With my computer open I jot down a list of errands in my notebook, to stop them creeping into my mind like uninvited guests. For a while this keeps them at bay. However once the number of errands reaches ten I flip my computer shut, clip the leash to the dog, fetch the school blazer, jackets, library books, magazines, plastics and bottles, and jump in the car, thinking that I’ll make it a game to get my errands done in as short a time as possible.

 

The uniform shop is closed but the woman at the school’s reception kindly accepts the blazer, my last link with school life. The appliance repair man frowns at my Phillips iron which he says hasn’t been manufactured to be repaired, and agrees to text me later that day. The library is full of further temptations that I mostly withstand. The health-food shop has already accepted a large bin bag of scrunchable plastics that morning. The skin clinic is out of my suncream but agrees to call me once it arrives.
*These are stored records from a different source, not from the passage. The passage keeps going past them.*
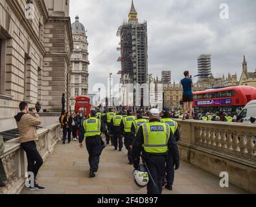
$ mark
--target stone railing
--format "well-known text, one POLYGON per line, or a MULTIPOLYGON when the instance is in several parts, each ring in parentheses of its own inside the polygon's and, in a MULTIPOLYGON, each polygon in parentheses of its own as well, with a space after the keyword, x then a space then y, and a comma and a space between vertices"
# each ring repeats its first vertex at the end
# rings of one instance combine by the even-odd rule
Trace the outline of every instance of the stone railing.
MULTIPOLYGON (((54 146, 60 140, 61 130, 59 124, 49 125, 37 131, 39 141, 37 147, 43 159, 51 154, 54 146)), ((19 193, 24 187, 27 161, 26 155, 21 149, 17 139, 5 144, 5 150, 1 157, 6 174, 6 187, 0 188, 1 193, 19 193)))
POLYGON ((256 124, 177 120, 181 159, 256 193, 256 124))

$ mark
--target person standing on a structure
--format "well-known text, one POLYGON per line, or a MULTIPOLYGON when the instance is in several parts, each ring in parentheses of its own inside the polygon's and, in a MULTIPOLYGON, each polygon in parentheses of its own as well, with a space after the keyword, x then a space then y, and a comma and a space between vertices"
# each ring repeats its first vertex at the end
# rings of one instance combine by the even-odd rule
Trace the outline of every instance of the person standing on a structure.
POLYGON ((194 87, 194 83, 192 81, 192 76, 189 74, 189 72, 186 71, 184 72, 185 78, 181 80, 181 83, 182 85, 183 93, 182 96, 183 117, 183 120, 186 119, 186 110, 187 107, 187 103, 189 103, 189 119, 192 118, 192 104, 193 102, 193 93, 192 87, 194 87))

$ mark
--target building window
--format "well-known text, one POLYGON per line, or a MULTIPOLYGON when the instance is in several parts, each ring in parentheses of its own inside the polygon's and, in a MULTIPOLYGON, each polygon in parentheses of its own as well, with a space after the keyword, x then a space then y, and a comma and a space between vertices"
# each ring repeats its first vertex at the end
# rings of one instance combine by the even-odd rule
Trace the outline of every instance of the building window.
POLYGON ((86 64, 83 63, 83 71, 86 71, 86 64))
POLYGON ((75 69, 76 71, 79 71, 79 63, 75 63, 75 69))
POLYGON ((83 83, 83 84, 86 83, 86 76, 82 76, 82 83, 83 83))
POLYGON ((24 99, 25 100, 29 100, 30 91, 30 77, 31 72, 31 58, 25 54, 24 61, 24 99))
POLYGON ((75 77, 75 83, 79 83, 79 77, 78 76, 75 77))
POLYGON ((75 96, 79 96, 79 89, 75 89, 75 96))
POLYGON ((5 56, 6 41, 0 38, 0 93, 5 93, 5 56))
POLYGON ((86 95, 86 89, 82 89, 82 96, 85 96, 85 95, 86 95))

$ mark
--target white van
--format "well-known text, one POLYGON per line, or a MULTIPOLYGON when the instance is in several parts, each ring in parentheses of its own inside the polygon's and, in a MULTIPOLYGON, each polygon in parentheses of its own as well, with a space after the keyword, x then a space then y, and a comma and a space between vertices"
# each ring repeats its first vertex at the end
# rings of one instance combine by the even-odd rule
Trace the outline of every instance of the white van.
POLYGON ((256 100, 250 102, 239 113, 243 122, 250 122, 251 117, 256 117, 256 100))

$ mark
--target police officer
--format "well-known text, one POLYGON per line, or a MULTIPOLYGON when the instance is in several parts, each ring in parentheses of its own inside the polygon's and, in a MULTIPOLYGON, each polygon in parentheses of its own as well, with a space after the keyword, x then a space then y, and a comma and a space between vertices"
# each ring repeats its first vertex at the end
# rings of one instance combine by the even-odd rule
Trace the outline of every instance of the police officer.
POLYGON ((143 118, 142 116, 143 112, 141 110, 137 111, 136 114, 137 119, 134 121, 134 123, 132 125, 132 131, 134 132, 135 136, 136 136, 136 134, 138 132, 139 127, 143 124, 148 122, 148 120, 143 118))
POLYGON ((132 150, 134 168, 137 169, 139 166, 142 151, 143 160, 151 175, 147 186, 148 194, 161 194, 162 192, 168 151, 172 156, 175 169, 178 169, 180 156, 174 136, 170 126, 161 122, 159 110, 152 109, 150 112, 149 123, 144 124, 139 129, 132 150))
MULTIPOLYGON (((180 133, 178 129, 178 123, 170 118, 169 109, 163 107, 161 113, 162 118, 161 122, 170 125, 172 133, 174 135, 176 142, 180 140, 180 133)), ((167 161, 166 163, 166 179, 165 188, 172 190, 172 184, 174 180, 174 161, 171 152, 168 151, 167 161)))
POLYGON ((132 125, 135 120, 135 116, 132 114, 132 111, 129 109, 127 111, 127 116, 124 117, 120 125, 122 133, 124 136, 124 146, 128 150, 128 157, 129 164, 132 165, 132 143, 134 140, 134 133, 132 131, 132 125))
POLYGON ((122 120, 122 116, 121 112, 117 112, 117 114, 113 116, 111 120, 111 129, 113 132, 113 142, 115 147, 115 150, 117 150, 119 147, 119 151, 122 151, 123 146, 122 136, 120 129, 120 124, 122 120))
MULTIPOLYGON (((89 164, 90 166, 89 177, 95 177, 98 171, 100 156, 104 147, 104 144, 100 136, 104 131, 104 124, 97 118, 95 109, 91 110, 91 118, 84 122, 84 132, 86 137, 86 148, 89 153, 89 164)), ((84 136, 79 137, 80 147, 84 147, 84 136)))
MULTIPOLYGON (((113 116, 115 115, 115 113, 113 112, 112 109, 109 109, 108 113, 106 113, 106 124, 108 129, 108 133, 106 135, 106 141, 107 144, 110 144, 110 135, 112 134, 112 131, 111 131, 111 120, 113 116)), ((113 145, 113 143, 111 140, 111 145, 113 145)))
POLYGON ((102 114, 100 112, 100 109, 97 109, 97 117, 101 120, 101 118, 102 116, 102 114))

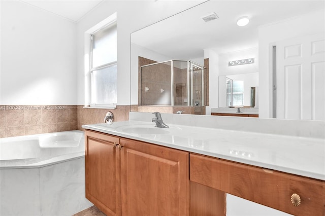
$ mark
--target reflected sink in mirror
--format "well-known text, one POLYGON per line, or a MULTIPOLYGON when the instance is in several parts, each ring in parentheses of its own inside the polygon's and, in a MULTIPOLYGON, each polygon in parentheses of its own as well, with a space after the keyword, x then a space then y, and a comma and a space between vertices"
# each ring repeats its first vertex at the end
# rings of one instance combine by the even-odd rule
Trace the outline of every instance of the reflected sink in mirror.
POLYGON ((154 125, 136 125, 119 127, 116 130, 120 132, 138 134, 164 134, 170 133, 169 128, 156 127, 154 125))

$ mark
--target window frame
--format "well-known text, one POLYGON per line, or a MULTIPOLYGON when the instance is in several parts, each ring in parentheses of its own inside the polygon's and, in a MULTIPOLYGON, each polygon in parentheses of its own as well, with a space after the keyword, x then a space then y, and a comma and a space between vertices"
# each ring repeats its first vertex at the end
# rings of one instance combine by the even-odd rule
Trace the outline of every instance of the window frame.
MULTIPOLYGON (((115 25, 115 28, 117 33, 117 13, 115 12, 108 17, 99 22, 91 28, 85 32, 85 97, 84 107, 99 108, 99 109, 112 109, 116 108, 116 103, 94 103, 92 101, 92 86, 93 86, 92 71, 105 67, 108 67, 113 65, 116 65, 116 73, 117 77, 117 59, 116 60, 108 62, 95 67, 92 68, 92 52, 93 52, 93 34, 101 30, 115 25)), ((116 40, 117 46, 117 40, 116 40)), ((117 50, 116 50, 117 52, 117 50)), ((116 53, 116 55, 117 53, 116 53)), ((117 77, 116 77, 117 79, 117 77)), ((116 85, 117 85, 117 81, 116 85)), ((116 89, 116 98, 117 97, 117 89, 116 89)))

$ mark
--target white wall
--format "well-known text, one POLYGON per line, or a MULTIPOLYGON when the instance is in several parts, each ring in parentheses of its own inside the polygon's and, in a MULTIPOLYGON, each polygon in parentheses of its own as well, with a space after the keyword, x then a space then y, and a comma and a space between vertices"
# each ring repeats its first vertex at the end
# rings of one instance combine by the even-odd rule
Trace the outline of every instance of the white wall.
POLYGON ((321 10, 259 28, 260 118, 272 118, 272 46, 277 41, 325 31, 324 14, 324 10, 321 10))
POLYGON ((76 24, 22 2, 0 4, 0 104, 76 104, 76 24))
POLYGON ((84 32, 117 13, 117 104, 129 105, 131 93, 131 34, 136 30, 202 2, 193 1, 105 1, 77 25, 77 103, 84 104, 84 32))

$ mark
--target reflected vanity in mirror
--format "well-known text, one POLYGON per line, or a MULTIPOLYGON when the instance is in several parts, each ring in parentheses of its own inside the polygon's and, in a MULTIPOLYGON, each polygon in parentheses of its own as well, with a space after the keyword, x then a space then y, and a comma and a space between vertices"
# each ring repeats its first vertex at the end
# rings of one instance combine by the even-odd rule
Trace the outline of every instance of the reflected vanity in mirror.
MULTIPOLYGON (((202 83, 206 105, 203 106, 203 114, 210 115, 216 109, 238 106, 250 107, 250 112, 258 110, 262 118, 325 119, 325 109, 312 108, 325 106, 325 90, 322 87, 325 85, 322 77, 325 64, 324 8, 321 1, 208 1, 133 32, 131 111, 176 113, 181 110, 184 114, 194 114, 184 105, 186 102, 189 105, 189 101, 195 103, 192 97, 189 97, 190 93, 183 95, 188 92, 189 83, 173 83, 171 75, 168 87, 158 88, 164 92, 167 92, 165 88, 174 92, 168 94, 170 105, 141 102, 142 91, 148 93, 153 88, 141 85, 144 81, 140 76, 141 66, 184 59, 206 68, 205 82, 202 83), (243 16, 249 21, 246 26, 239 26, 237 19, 243 16), (299 39, 302 37, 305 38, 299 39), (305 41, 311 45, 303 45, 305 41), (301 48, 308 46, 311 50, 301 48), (279 49, 275 50, 276 47, 279 49), (274 54, 272 50, 276 50, 274 54), (314 53, 317 58, 303 66, 305 52, 314 53), (141 62, 141 58, 151 61, 141 62), (231 61, 251 58, 254 60, 251 64, 229 64, 231 61), (306 71, 306 68, 313 70, 306 71), (227 94, 226 78, 242 81, 242 91, 236 94, 233 91, 232 97, 227 94), (302 82, 302 79, 308 81, 302 82), (306 98, 302 89, 313 95, 312 99, 302 100, 306 98), (175 98, 172 98, 175 95, 181 98, 183 106, 173 105, 175 98), (227 95, 230 97, 228 102, 227 95)), ((189 73, 190 70, 187 70, 189 73)))

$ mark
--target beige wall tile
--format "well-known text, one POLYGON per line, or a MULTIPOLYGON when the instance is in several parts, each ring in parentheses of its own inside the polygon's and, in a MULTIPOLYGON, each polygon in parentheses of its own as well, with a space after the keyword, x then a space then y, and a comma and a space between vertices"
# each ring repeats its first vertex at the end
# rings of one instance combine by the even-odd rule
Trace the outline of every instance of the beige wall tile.
POLYGON ((55 110, 43 110, 42 111, 42 124, 51 124, 56 123, 56 111, 55 110))
POLYGON ((70 122, 77 122, 78 116, 77 112, 77 107, 69 108, 69 121, 70 122))
POLYGON ((6 137, 6 128, 0 128, 0 138, 6 137))
POLYGON ((77 122, 70 122, 70 130, 78 130, 77 122))
POLYGON ((23 136, 25 135, 25 127, 8 127, 6 128, 6 137, 23 136))
POLYGON ((7 106, 11 109, 0 110, 0 137, 3 138, 84 130, 83 125, 103 123, 108 111, 113 113, 114 121, 127 121, 130 111, 129 105, 117 106, 115 110, 85 109, 82 105, 4 105, 7 106))
POLYGON ((58 123, 69 122, 69 109, 56 110, 56 119, 58 123))
POLYGON ((6 127, 24 126, 24 110, 6 110, 6 127))
MULTIPOLYGON (((35 107, 37 106, 30 106, 35 107)), ((38 106, 40 107, 40 106, 38 106)), ((24 109, 24 122, 25 125, 35 125, 42 124, 42 110, 24 109)))
POLYGON ((42 133, 42 125, 30 125, 25 127, 25 135, 39 134, 42 133))
POLYGON ((42 133, 53 133, 57 131, 57 124, 43 124, 42 125, 42 133))
MULTIPOLYGON (((2 106, 0 106, 0 107, 2 106)), ((0 110, 0 128, 6 127, 6 112, 5 110, 0 110)))
POLYGON ((57 124, 57 131, 66 131, 70 130, 70 123, 61 123, 57 124))

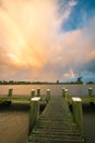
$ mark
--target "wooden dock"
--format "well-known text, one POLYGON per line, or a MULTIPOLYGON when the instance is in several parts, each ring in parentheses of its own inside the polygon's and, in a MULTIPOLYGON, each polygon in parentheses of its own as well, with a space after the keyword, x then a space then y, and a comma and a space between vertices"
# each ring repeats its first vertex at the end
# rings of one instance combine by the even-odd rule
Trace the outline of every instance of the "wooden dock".
POLYGON ((51 96, 27 140, 27 143, 84 142, 68 103, 61 96, 51 96))

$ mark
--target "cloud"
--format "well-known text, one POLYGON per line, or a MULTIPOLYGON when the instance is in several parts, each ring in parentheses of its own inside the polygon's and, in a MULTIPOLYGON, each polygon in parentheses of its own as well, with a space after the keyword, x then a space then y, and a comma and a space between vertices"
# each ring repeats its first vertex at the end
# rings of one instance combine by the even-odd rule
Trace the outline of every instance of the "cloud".
POLYGON ((56 80, 84 70, 95 58, 95 19, 82 30, 61 30, 76 4, 1 0, 0 79, 56 80))

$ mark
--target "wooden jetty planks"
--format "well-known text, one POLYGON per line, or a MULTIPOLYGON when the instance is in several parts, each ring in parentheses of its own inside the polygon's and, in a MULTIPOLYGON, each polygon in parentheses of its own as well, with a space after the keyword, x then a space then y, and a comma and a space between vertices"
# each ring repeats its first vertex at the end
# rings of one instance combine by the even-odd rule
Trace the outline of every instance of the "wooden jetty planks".
POLYGON ((36 122, 27 143, 83 143, 68 105, 60 96, 50 101, 36 122))

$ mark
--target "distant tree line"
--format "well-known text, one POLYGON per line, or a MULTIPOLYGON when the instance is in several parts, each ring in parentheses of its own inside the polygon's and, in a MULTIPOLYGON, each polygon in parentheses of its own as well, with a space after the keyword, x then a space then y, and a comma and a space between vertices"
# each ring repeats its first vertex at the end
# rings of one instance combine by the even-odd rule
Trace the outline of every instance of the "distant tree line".
MULTIPOLYGON (((9 80, 9 81, 7 81, 7 80, 0 80, 0 85, 83 85, 84 82, 82 81, 82 78, 81 77, 79 77, 78 79, 76 79, 76 81, 68 81, 68 82, 62 82, 62 81, 59 81, 59 80, 57 80, 57 81, 52 81, 52 82, 50 82, 50 81, 14 81, 14 80, 9 80)), ((95 84, 95 82, 93 82, 93 81, 88 81, 88 82, 86 82, 86 84, 95 84)))

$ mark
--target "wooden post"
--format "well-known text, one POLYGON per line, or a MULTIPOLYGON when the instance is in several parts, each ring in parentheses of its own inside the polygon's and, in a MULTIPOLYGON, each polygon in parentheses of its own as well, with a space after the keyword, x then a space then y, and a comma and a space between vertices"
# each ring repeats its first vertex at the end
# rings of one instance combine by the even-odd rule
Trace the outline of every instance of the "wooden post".
POLYGON ((50 89, 47 89, 47 94, 46 94, 46 102, 48 103, 50 100, 50 89))
POLYGON ((34 97, 31 99, 31 114, 29 114, 29 132, 33 130, 39 114, 39 101, 40 97, 34 97))
POLYGON ((93 102, 93 88, 88 88, 88 97, 90 97, 90 105, 93 106, 94 102, 93 102))
POLYGON ((37 97, 40 97, 40 89, 37 89, 37 97))
POLYGON ((64 99, 68 100, 68 89, 64 89, 64 99))
POLYGON ((31 98, 35 97, 35 89, 31 90, 31 98))
POLYGON ((79 97, 72 97, 72 111, 73 118, 76 122, 81 138, 84 139, 84 120, 83 120, 83 110, 82 110, 82 99, 79 97))
POLYGON ((64 98, 64 90, 66 90, 66 88, 62 88, 62 97, 64 98))
POLYGON ((13 94, 13 89, 10 88, 10 89, 9 89, 9 95, 8 95, 8 97, 12 97, 12 94, 13 94))
POLYGON ((13 94, 13 89, 10 88, 10 89, 9 89, 9 94, 8 94, 8 101, 5 102, 5 103, 8 103, 9 106, 12 103, 12 101, 11 101, 12 94, 13 94))

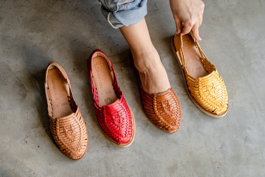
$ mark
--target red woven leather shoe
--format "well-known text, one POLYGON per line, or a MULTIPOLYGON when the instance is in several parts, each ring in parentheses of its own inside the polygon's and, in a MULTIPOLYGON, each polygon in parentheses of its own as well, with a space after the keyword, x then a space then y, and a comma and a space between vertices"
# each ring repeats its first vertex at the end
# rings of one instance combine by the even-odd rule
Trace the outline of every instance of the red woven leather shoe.
POLYGON ((87 68, 99 127, 115 144, 129 145, 134 137, 134 118, 118 85, 109 58, 100 50, 95 50, 87 60, 87 68))
POLYGON ((141 102, 145 114, 161 130, 170 133, 176 131, 180 125, 181 115, 178 100, 172 88, 162 93, 152 94, 145 91, 131 53, 130 58, 138 82, 141 102))
POLYGON ((44 71, 43 79, 52 137, 64 154, 73 160, 80 159, 87 150, 87 131, 66 72, 52 62, 44 71))

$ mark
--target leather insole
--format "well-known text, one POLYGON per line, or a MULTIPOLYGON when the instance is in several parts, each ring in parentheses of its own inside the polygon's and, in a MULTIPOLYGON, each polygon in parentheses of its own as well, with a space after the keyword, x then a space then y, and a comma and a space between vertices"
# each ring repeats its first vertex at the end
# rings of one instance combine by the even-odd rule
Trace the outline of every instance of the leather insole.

The doctor’s receptionist is pleased to receive a stack of New Scientist magazines. The seamstress at the dry cleaner takes my jackets with a smile. The travel agent at the flight centre books a flexible flight for my son. And the dog is pleased when I’m done and can take her for a walk on a local track.

 

I could have gone on overfilling the charity box in the basement and ignoring the school blazer in the broom cupboard. I could have tossed the plastics and bottles and New Scientist magazines in the rubbish and recycling bin, as until this year I did. If I were properly single-minded in achieving my work deadline of early June I would not have allowed myself a two-hour distraction on a Thursday morning. I would be the kind of person who integrated their errands into their already streamlined day.

 

For hundreds of years the world ‘priority’ was used in the singular. Only in the last twenty years has its meaning included the plural. These days we’re able to have more than one priority, we have priorities. We’re so advanced that we’re able to care about more than one thing at once. We’re able to consign whatever isn’t a priority to the waiting room in our heads in order to concentrate on what really matters. Except for laggards like me who, unable to compartmentalise, feel a weight lift from my shoulders once my errands are run and I can sit at my desk with the focus that comes from being free from distraction.